Aunque entre todos los hombres son casi los únicos que viven sin bienes ni posesiones por libre decisión, no por mala suerte, ellos se consideran extraordinariamente ricos, pues consideran que la frugalidad unida a la alegría es, como lo es de hecho, la mayor riqueza. Entre ellos no existen esclavos, todos son libres y se ayudan mutuamente.

Tales son los atletas que produce esta filosofía, que ignora las sutilezas de la elocuencia griega, pero que propone como ejercicios gimnásticos el cumplimiento de acciones encomiables gracias a las cuales se logra una absoluta libertad.

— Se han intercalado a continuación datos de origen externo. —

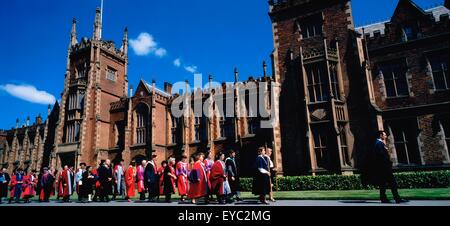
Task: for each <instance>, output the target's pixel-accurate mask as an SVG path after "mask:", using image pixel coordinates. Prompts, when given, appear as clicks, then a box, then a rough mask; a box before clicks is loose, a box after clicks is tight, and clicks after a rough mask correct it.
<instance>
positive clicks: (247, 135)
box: [242, 134, 256, 139]
mask: <svg viewBox="0 0 450 226" xmlns="http://www.w3.org/2000/svg"><path fill="white" fill-rule="evenodd" d="M253 137H256V134H247V135H245V136H243V137H242V138H243V139H245V138H253Z"/></svg>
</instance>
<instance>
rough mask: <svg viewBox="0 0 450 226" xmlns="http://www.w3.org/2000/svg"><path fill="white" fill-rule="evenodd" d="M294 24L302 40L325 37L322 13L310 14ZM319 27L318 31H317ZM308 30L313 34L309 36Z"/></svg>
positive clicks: (298, 19) (324, 21)
mask: <svg viewBox="0 0 450 226" xmlns="http://www.w3.org/2000/svg"><path fill="white" fill-rule="evenodd" d="M319 21H320V22H319ZM296 23H297V27H298V29H299V33H300V35H301V37H302V39H310V38H316V37H323V36H324V35H325V29H324V25H325V21H324V14H323V12H320V13H314V14H310V15H307V16H305V17H303V18H300V19H297V21H296ZM319 27H320V29H318V28H319ZM310 29H312V31H313V33H314V34H312V35H311V34H309V31H310ZM305 32H306V33H305ZM305 34H306V35H305Z"/></svg>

[17] Tácito pone en boca de un general britano el siguiente discurso: Saqueadores del mundo, cuando les faltan tierras para su sistemático pillaje, dirigen sus ojos escrutadores al mar. Si el enemigo es rico, se muestran codiciosos; si es pobre, despóticos; ni el Oriente ni el Occidente han conseguido saciarlos; son los únicos que codician con igual ansia las riquezas y la pobreza. A robar, asesinar y asaltar llaman con falso nombre imperio, y paz al sembrar la desolación. La naturaleza ha dispuesto que lo más querido para cada uno sean sus hijos y familiares; las levas nos los arrebatan para servir en otras tierras. Aun en el caso de que vuestras esposas y hermanas hayan escapado a la lujuria del enemigo, están siendo manchadas por unos falsos amigos o huéspedes. Los bienes y las fortunas están siendo arruinados por los tributos; la cosecha anual, por los aprovisionamientos; vuestros mismos cuerpos y manos, entre golpes e insultos, para hacer viables los bosques y los pantanos… Britania compra y sustenta diariamente su propia servidumbre.